The Keeseekoose First Nation (Giizhigoons Anishinaabeg) is a Saulteaux band government located in Kamsack, Saskatchewan. The band is named for Chief Kiishikouse (kîšîkôns, Giizhigoons, "little sky"), who signed an adhesion to Treaty 4 at Swan Lake, Manitoba in 1875. Flooding on the band's Manitoba reserve forced a relocation to the band's current location, adjacent to the Cote First Nation reserve. Those who stayed in Manitoba are today known as the Pine Creek First Nation.
The current population is approximately 2750 people, with the majority living abroad and in urban centers across Canada.

Keeseekoose is well known for producing strong talent in junior and senior hockey. One notable hockey player between 1950 and 1960 was Leonard Ketchemonia, who has earned many accolades throughout his career . In golf, Ashley Straightnose is also notable in Saskatchewan and other parts of western Canada.

== Reserves ==

The Keeseekoose First Nation has 24 reserves and shares the Treaty Four Reserve Grounds 77 with many other Treaty Four First Nations. Total on-reserve population is 679 and off-reserve population is 1,564, making the total population 2,243. When including the Cote First Nations with whom they share the same reserve, the total population is 5,726. The area covered by the Keeseekoose Reserves is 8,475 hectares (20,942 acres).
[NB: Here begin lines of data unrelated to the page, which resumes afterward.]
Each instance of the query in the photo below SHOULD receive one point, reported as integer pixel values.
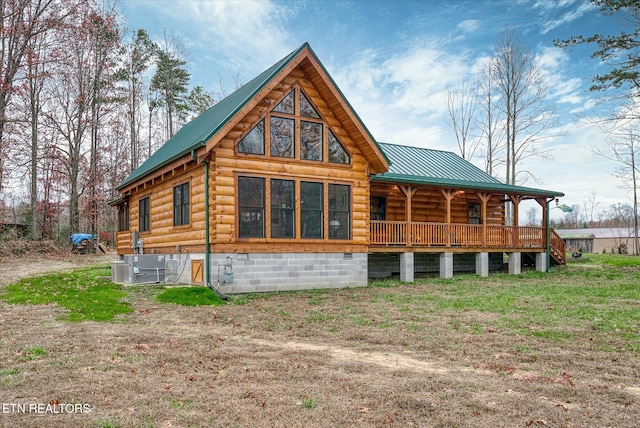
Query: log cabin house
(280, 186)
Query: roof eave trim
(497, 187)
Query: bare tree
(461, 106)
(138, 56)
(590, 206)
(77, 98)
(524, 101)
(489, 119)
(20, 22)
(623, 148)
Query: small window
(251, 207)
(123, 217)
(475, 213)
(181, 205)
(253, 142)
(287, 104)
(282, 137)
(283, 219)
(377, 207)
(339, 211)
(311, 210)
(310, 140)
(306, 108)
(337, 153)
(144, 215)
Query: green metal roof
(439, 168)
(196, 133)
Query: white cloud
(248, 35)
(402, 98)
(568, 17)
(562, 89)
(469, 25)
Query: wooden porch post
(408, 193)
(543, 203)
(448, 195)
(484, 198)
(516, 199)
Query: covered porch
(409, 219)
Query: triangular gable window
(337, 153)
(306, 108)
(253, 142)
(287, 105)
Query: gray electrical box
(144, 269)
(117, 272)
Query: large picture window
(282, 137)
(311, 209)
(283, 220)
(293, 129)
(251, 207)
(144, 215)
(181, 205)
(377, 208)
(253, 142)
(339, 211)
(321, 206)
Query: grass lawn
(537, 349)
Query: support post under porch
(515, 263)
(541, 262)
(482, 264)
(446, 265)
(407, 267)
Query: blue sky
(394, 61)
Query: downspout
(207, 253)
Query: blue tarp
(77, 238)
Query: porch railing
(400, 233)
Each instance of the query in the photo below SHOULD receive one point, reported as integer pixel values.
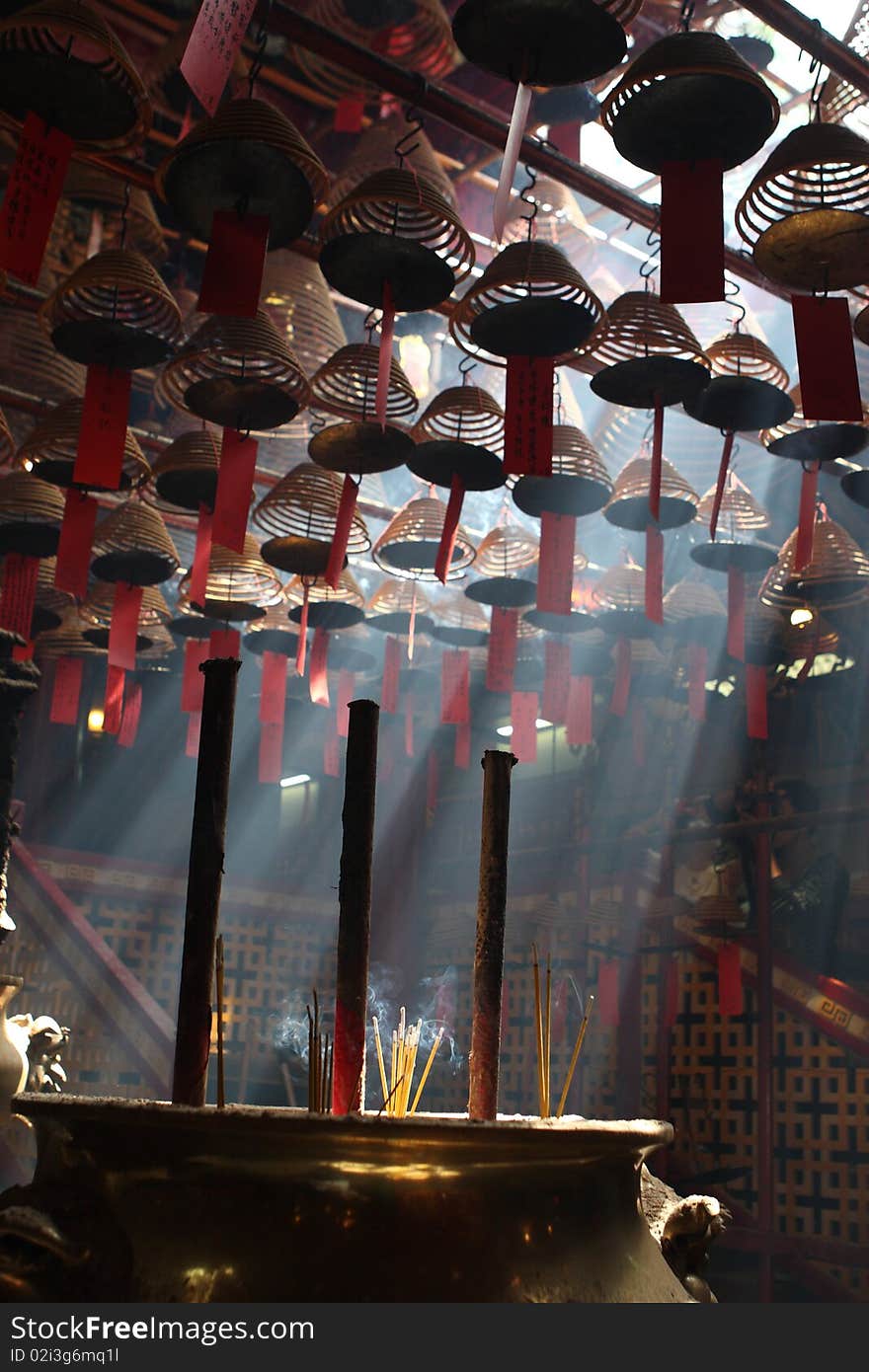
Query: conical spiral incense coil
(62, 60)
(247, 152)
(113, 310)
(132, 545)
(31, 514)
(806, 211)
(394, 228)
(689, 96)
(580, 482)
(49, 449)
(239, 586)
(299, 305)
(647, 352)
(629, 503)
(530, 301)
(836, 576)
(238, 373)
(299, 516)
(408, 546)
(375, 151)
(184, 475)
(422, 42)
(558, 221)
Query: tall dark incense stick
(489, 953)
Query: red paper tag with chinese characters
(210, 49)
(99, 456)
(527, 416)
(66, 690)
(32, 192)
(235, 485)
(454, 686)
(232, 273)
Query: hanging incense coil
(580, 482)
(749, 389)
(239, 586)
(806, 211)
(629, 503)
(31, 514)
(528, 302)
(62, 60)
(113, 310)
(394, 229)
(238, 373)
(689, 96)
(247, 154)
(647, 352)
(132, 545)
(51, 447)
(299, 516)
(408, 546)
(836, 576)
(299, 305)
(184, 475)
(347, 386)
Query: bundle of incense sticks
(320, 1054)
(403, 1063)
(542, 1012)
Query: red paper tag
(113, 703)
(99, 456)
(608, 994)
(18, 597)
(523, 717)
(317, 679)
(654, 575)
(344, 523)
(450, 528)
(621, 686)
(556, 682)
(454, 686)
(232, 274)
(555, 575)
(580, 711)
(66, 690)
(692, 232)
(271, 762)
(697, 657)
(235, 485)
(132, 714)
(123, 629)
(224, 643)
(461, 751)
(736, 614)
(828, 380)
(74, 545)
(32, 192)
(210, 49)
(274, 689)
(502, 657)
(391, 667)
(527, 416)
(755, 700)
(193, 681)
(347, 686)
(729, 980)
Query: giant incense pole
(489, 953)
(203, 882)
(355, 907)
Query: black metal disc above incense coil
(247, 154)
(689, 96)
(541, 42)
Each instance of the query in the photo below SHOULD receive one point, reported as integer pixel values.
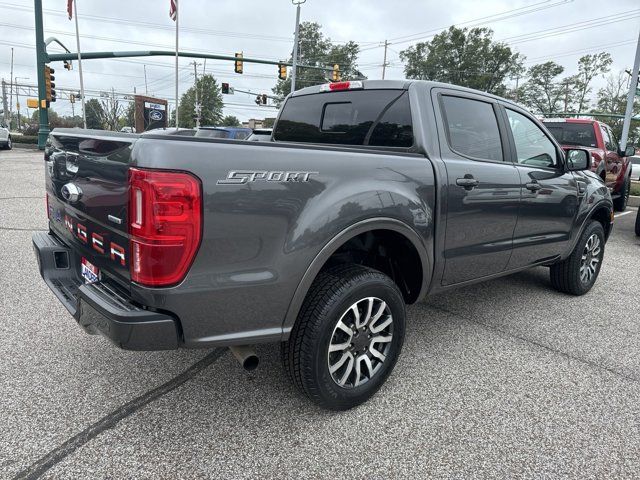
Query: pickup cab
(370, 196)
(609, 162)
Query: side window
(533, 147)
(605, 137)
(614, 142)
(472, 128)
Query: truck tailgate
(87, 196)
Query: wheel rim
(590, 259)
(360, 342)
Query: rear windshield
(572, 133)
(365, 117)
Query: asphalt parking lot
(500, 380)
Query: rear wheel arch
(601, 214)
(395, 228)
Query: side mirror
(630, 151)
(578, 159)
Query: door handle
(533, 186)
(467, 182)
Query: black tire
(566, 276)
(306, 357)
(620, 203)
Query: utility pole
(197, 106)
(566, 95)
(297, 3)
(18, 104)
(11, 91)
(5, 107)
(41, 59)
(84, 113)
(384, 61)
(630, 97)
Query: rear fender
(339, 240)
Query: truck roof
(401, 85)
(569, 120)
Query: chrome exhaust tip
(247, 356)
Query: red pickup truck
(609, 161)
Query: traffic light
(50, 86)
(238, 67)
(282, 71)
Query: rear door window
(472, 128)
(356, 117)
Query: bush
(24, 139)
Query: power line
(516, 12)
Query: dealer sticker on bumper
(90, 272)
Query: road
(500, 380)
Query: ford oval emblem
(71, 192)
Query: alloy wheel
(590, 259)
(360, 342)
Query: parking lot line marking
(623, 213)
(55, 456)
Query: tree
(542, 92)
(461, 56)
(210, 99)
(112, 111)
(94, 113)
(230, 121)
(316, 49)
(589, 67)
(612, 99)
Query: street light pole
(295, 44)
(630, 97)
(15, 80)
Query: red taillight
(335, 86)
(165, 224)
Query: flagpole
(177, 20)
(75, 14)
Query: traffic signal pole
(41, 60)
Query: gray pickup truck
(370, 196)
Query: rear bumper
(97, 307)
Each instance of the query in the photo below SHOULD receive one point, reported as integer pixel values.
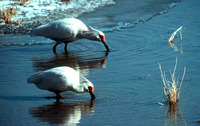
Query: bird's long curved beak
(105, 44)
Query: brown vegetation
(172, 88)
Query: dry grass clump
(171, 88)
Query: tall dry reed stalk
(171, 88)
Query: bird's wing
(56, 31)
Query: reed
(171, 88)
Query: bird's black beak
(105, 44)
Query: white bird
(68, 30)
(60, 79)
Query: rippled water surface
(127, 81)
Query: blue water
(127, 81)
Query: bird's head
(98, 36)
(88, 87)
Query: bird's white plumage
(68, 30)
(60, 79)
(64, 29)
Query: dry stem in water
(171, 88)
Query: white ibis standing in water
(68, 30)
(60, 79)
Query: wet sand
(127, 81)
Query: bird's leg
(65, 47)
(54, 48)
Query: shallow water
(127, 81)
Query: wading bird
(68, 30)
(60, 79)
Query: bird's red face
(91, 91)
(102, 37)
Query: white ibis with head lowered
(60, 79)
(68, 30)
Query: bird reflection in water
(63, 113)
(80, 62)
(173, 115)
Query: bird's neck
(86, 34)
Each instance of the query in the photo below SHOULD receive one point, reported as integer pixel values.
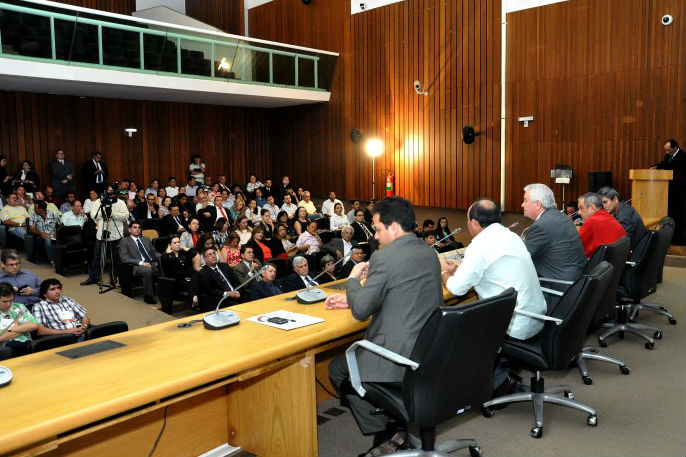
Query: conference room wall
(606, 83)
(452, 47)
(230, 139)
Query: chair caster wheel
(475, 451)
(537, 432)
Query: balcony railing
(52, 34)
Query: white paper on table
(295, 320)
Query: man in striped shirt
(57, 314)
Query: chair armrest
(354, 371)
(540, 317)
(557, 281)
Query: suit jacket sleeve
(366, 301)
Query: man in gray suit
(138, 251)
(552, 240)
(403, 288)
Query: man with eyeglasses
(25, 282)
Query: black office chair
(664, 239)
(106, 329)
(44, 343)
(616, 255)
(556, 347)
(70, 250)
(638, 281)
(451, 370)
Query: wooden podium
(653, 187)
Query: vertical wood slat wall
(606, 83)
(449, 45)
(231, 140)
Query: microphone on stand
(218, 320)
(308, 296)
(454, 232)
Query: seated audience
(328, 270)
(599, 227)
(26, 283)
(626, 215)
(57, 314)
(16, 322)
(138, 251)
(299, 279)
(75, 216)
(552, 240)
(44, 224)
(339, 219)
(248, 267)
(14, 216)
(329, 205)
(214, 282)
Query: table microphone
(225, 318)
(454, 232)
(309, 296)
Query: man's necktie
(143, 251)
(227, 284)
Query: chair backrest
(106, 329)
(561, 343)
(640, 280)
(616, 254)
(52, 341)
(456, 351)
(69, 234)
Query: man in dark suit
(214, 282)
(63, 174)
(552, 240)
(148, 209)
(675, 160)
(94, 174)
(402, 290)
(356, 256)
(138, 251)
(267, 287)
(173, 223)
(627, 217)
(300, 278)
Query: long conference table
(250, 385)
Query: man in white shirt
(289, 206)
(172, 189)
(329, 205)
(495, 260)
(273, 209)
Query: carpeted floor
(642, 414)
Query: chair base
(443, 449)
(592, 353)
(549, 395)
(654, 307)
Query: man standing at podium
(675, 160)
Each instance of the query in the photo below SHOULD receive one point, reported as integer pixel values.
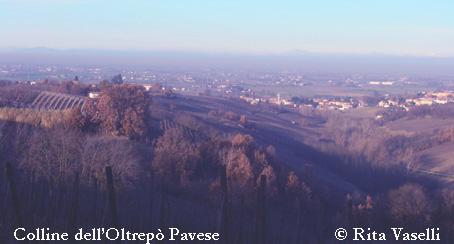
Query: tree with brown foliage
(176, 158)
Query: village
(347, 103)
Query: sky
(397, 27)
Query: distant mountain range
(295, 60)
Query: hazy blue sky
(415, 27)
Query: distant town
(289, 89)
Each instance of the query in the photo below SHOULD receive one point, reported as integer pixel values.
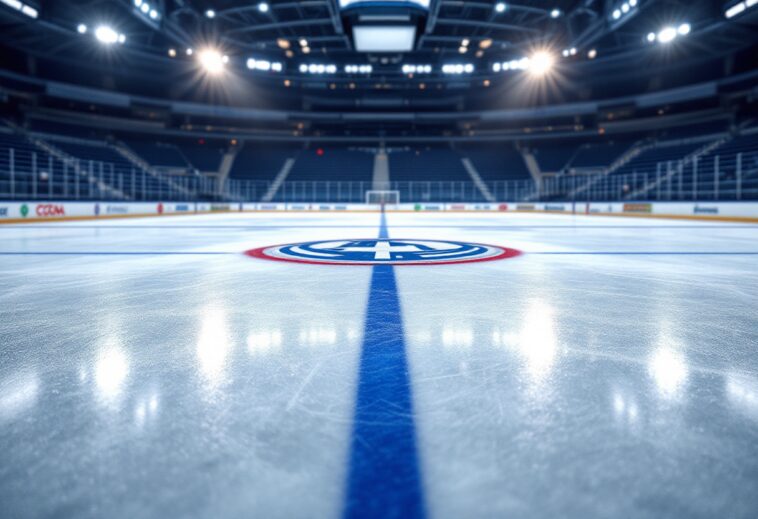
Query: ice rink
(151, 369)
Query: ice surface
(205, 383)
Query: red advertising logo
(44, 210)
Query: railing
(26, 174)
(710, 177)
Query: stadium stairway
(279, 180)
(75, 164)
(679, 170)
(477, 178)
(133, 158)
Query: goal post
(382, 197)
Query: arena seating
(496, 162)
(600, 155)
(259, 161)
(159, 154)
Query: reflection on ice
(213, 343)
(318, 335)
(18, 394)
(624, 407)
(111, 371)
(742, 391)
(668, 368)
(457, 336)
(536, 342)
(261, 342)
(144, 409)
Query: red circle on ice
(383, 251)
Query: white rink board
(59, 209)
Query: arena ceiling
(327, 51)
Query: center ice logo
(383, 252)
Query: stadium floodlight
(458, 68)
(740, 8)
(29, 11)
(13, 4)
(212, 61)
(540, 63)
(417, 69)
(667, 35)
(358, 69)
(106, 35)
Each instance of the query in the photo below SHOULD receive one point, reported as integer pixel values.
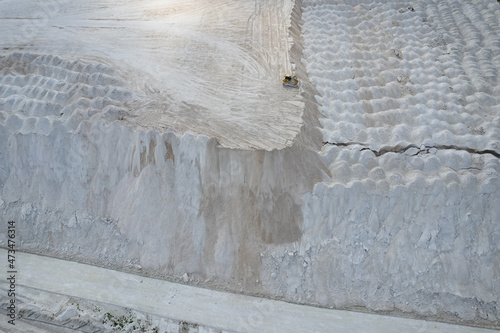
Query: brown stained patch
(132, 160)
(169, 155)
(282, 221)
(143, 158)
(151, 154)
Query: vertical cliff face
(383, 196)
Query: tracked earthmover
(290, 81)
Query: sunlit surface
(212, 67)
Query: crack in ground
(403, 149)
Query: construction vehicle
(290, 81)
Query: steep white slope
(390, 204)
(212, 67)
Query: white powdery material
(431, 68)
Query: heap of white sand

When including the Cote, the area increases to near 41,000 acres or 16,567 hectares.

== History ==

Originally, the Keeseekoose Saulteaux people lived on the plains of Manitoba and probably the forest to the north. Their food supply was largely buffalo, from which pemmican was prepared. They also hunted the forest for deer, moose and other wild game. They probably harvested the wild rice that grew on the waterways of Manitoba, and was probably one of their major food sources. Chief Keeseekoose saw that his subjects were going hungry in the early 1870s and put their welfare first and signed treaty four on September 15, 1874. While half of the people wanted to fish and hunt, the others wanted to farm and ranch. This prompted a decision from Chief Kisickonse after the Swan River First Nation of Manitoba was established. Under the leadership of Chief Kisickonse and after Treaty Four was signed, many of the tribe relocated to the present location where the land is more suitable for farming and ranching.